Coping or Cure?
People naturally seek treatments suitable to the causes they believe are driving their bad behavior. Today, people seem to rely most upon such methodologies as medical treatment, psychotherapy, and education.
Coping skills like those offered by such treatments can be effective in the sense that they may squelch the conscience and help people feel better temporarily. But a cure, not coping, is what you want, is it not? Certainly a cure is what we want to help you find.²
In Soul Prescription we refer to sin frequently as “sickness.” But we do not mean by this that our sin is something for which we do not bear responsibility. We are not victims of our sin; we are the perpetrators. The analogy of sickness is useful because it describes the way our spiritual system becomes disordered through sin.
We are not interested in helping you live with your problem—we want you to be fundamentally transformed. And a cure like this is possible only if we get to the heart of the problem.
Long ago, when Israel’s prophets and priests failed to deal with the people’s rebellion against God, the Lord said of these religious professionals,
“They dress the wound of my people as though it were not serious. ‘Peace, peace,’ they say, when there is no peace.” —Jeremiah 6:14, NIV
Learning a lesson from this, we must do more than administer superficial treatments for our chronic behavior problems expressing our sinful nature. We cannot delude ourselves into thinking we are at a place of spiritual peace when actually war is raging in our hearts.
As Jesus approached the end of His time on earth, He told His disciples, “I am leaving you with a gift—peace of mind and heart. And the peace I give isn’t like the peace the world gives” (John 14:27). In part, He was saying that there is a kind of worldly peace. This is the peace that can come through coping strategies that make us feel better for a while. But Jesus’ peace is qualitatively different. It is based on real, heart-level change that can come only through the work of the Holy Spirit. In the words of one Old Testament prophet, “righteousness will bring peace” (Isaiah 32:17).
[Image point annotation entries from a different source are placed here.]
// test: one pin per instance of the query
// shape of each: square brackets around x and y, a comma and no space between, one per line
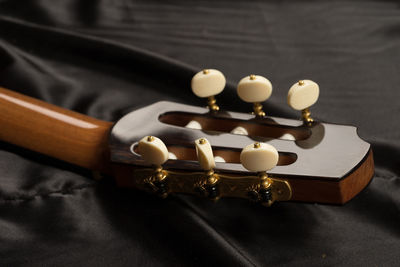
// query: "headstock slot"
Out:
[229,155]
[267,127]
[328,150]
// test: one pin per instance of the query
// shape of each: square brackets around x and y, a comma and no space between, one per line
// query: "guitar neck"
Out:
[54,131]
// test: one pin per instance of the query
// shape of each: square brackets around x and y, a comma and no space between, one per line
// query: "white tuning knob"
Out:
[153,150]
[303,95]
[259,157]
[255,89]
[208,83]
[204,154]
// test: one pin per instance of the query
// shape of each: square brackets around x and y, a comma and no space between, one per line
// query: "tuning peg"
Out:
[155,153]
[206,160]
[240,131]
[301,96]
[208,83]
[260,157]
[255,89]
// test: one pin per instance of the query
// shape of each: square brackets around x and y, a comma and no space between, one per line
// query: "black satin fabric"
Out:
[105,58]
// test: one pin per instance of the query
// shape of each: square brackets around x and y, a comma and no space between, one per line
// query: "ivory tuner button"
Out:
[204,154]
[259,157]
[303,94]
[153,150]
[254,89]
[208,83]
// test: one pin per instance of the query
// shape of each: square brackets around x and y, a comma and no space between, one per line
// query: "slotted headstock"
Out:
[218,153]
[313,159]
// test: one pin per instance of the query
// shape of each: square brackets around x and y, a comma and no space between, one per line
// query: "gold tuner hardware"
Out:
[255,89]
[208,83]
[155,153]
[260,157]
[208,186]
[301,96]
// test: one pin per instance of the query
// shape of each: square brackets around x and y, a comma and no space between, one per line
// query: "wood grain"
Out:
[54,131]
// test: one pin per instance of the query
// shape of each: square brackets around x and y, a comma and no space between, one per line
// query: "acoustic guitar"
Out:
[169,148]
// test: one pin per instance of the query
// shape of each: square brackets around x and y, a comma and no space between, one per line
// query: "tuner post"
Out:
[209,186]
[207,84]
[260,157]
[301,96]
[255,89]
[155,153]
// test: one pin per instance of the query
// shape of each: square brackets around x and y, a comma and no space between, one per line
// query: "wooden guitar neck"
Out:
[54,131]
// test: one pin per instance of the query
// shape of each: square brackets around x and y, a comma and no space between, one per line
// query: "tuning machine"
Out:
[208,83]
[301,96]
[209,185]
[260,157]
[255,89]
[155,153]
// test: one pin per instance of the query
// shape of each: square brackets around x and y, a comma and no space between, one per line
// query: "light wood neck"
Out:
[54,131]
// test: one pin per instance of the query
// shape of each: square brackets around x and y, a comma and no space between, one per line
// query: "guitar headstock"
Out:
[216,153]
Unfortunately, it is easy to mix up the two kinds of peace: worldly and godly.
You may find that going to a counselor or a doctor will give you some relief or help you address contributing factors to your problems. But what we are doing with Soul Prescription is something much more basic and direct: we want to help you deal with the heart of your problem. And you know what that is. It is sin.
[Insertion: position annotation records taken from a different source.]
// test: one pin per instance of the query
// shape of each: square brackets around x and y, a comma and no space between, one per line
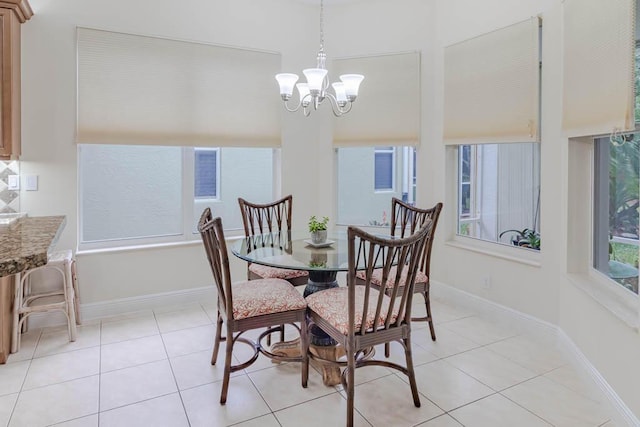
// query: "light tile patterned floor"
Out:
[153,369]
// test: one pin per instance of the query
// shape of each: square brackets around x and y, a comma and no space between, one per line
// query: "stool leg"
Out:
[76,291]
[25,289]
[70,298]
[17,304]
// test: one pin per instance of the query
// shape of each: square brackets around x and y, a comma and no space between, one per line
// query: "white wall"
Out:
[49,105]
[361,28]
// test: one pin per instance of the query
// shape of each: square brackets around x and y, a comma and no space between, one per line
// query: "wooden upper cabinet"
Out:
[12,14]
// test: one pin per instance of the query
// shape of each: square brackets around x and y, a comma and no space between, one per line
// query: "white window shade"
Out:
[150,91]
[387,110]
[598,85]
[491,86]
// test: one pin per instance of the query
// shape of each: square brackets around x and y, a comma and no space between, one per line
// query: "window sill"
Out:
[230,235]
[621,303]
[523,256]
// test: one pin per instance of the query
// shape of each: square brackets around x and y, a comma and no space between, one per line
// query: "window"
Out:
[499,193]
[206,169]
[131,195]
[617,199]
[367,178]
[384,168]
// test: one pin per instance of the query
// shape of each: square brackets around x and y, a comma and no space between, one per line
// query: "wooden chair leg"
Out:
[427,303]
[227,368]
[216,343]
[351,368]
[304,347]
[410,372]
Sin really is the heart of the problem, because in the end each of us is responsible for our own behavior. Regardless of the influences that may be acting upon us, sin is an act of the will. We choose to do what we know is wrong. As John Bunyan—author of The Pilgrim’s Progress—said, “There is no way to kill a man’s righteousness but by his own consent.” This is true even when the sin has become habitual.
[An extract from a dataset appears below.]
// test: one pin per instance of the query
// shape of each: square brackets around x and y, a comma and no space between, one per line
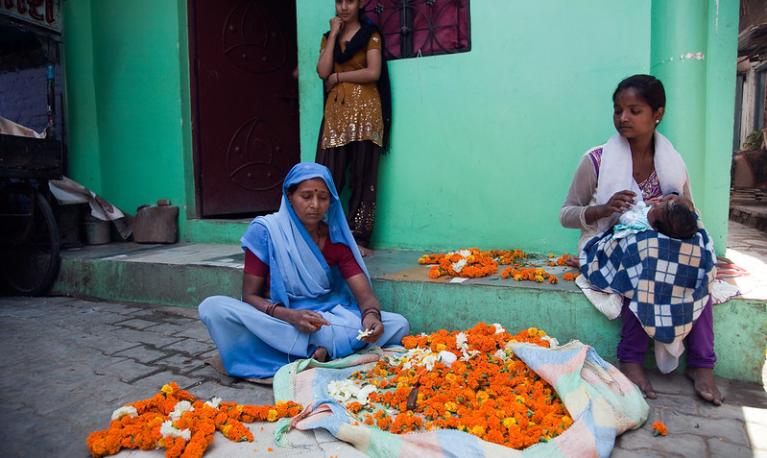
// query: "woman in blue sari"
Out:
[305,292]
We have to tell you (in case you do not already know) that it is never safe to try to live with a sin problem. Sin is like a cancer: it grows in seriousness over time. A little entertaining of lust, for example, can grow to encompass pornography use, adultery, and even crimes like rape. Furthermore, sin is like a contagion: it spreads from one person to another. If your problem is a quick temper, your lashing out at a coworker might cause her to overreact to her child at home. Then the child becomes upset and acts cruelly to a playmate. And so on.
If you throw a rock in a still pond, the ripples spread out and gradually die away. But if you commit a sin, the ripples it sends out may not die out; they may continue spreading within your own life or the lives of those around you. The harm they can do is incalculable. Now, we ask you, is this not a good reason to seek real healing for your sin problem and not just learn to live with it?
Soul Prescription is not for people who want to dodge their sin problem or merely cover it up or make it better but not get rid of it. It is for people who are sick and tired of their sin problem and are filled with a drive to get rid of it once and for all. They are ready, at last, to say, “I can’t do this on my own. I need God’s help to deal with my sin.” This approach requires courage and faith, but it has the virtue of dealing with the real problem.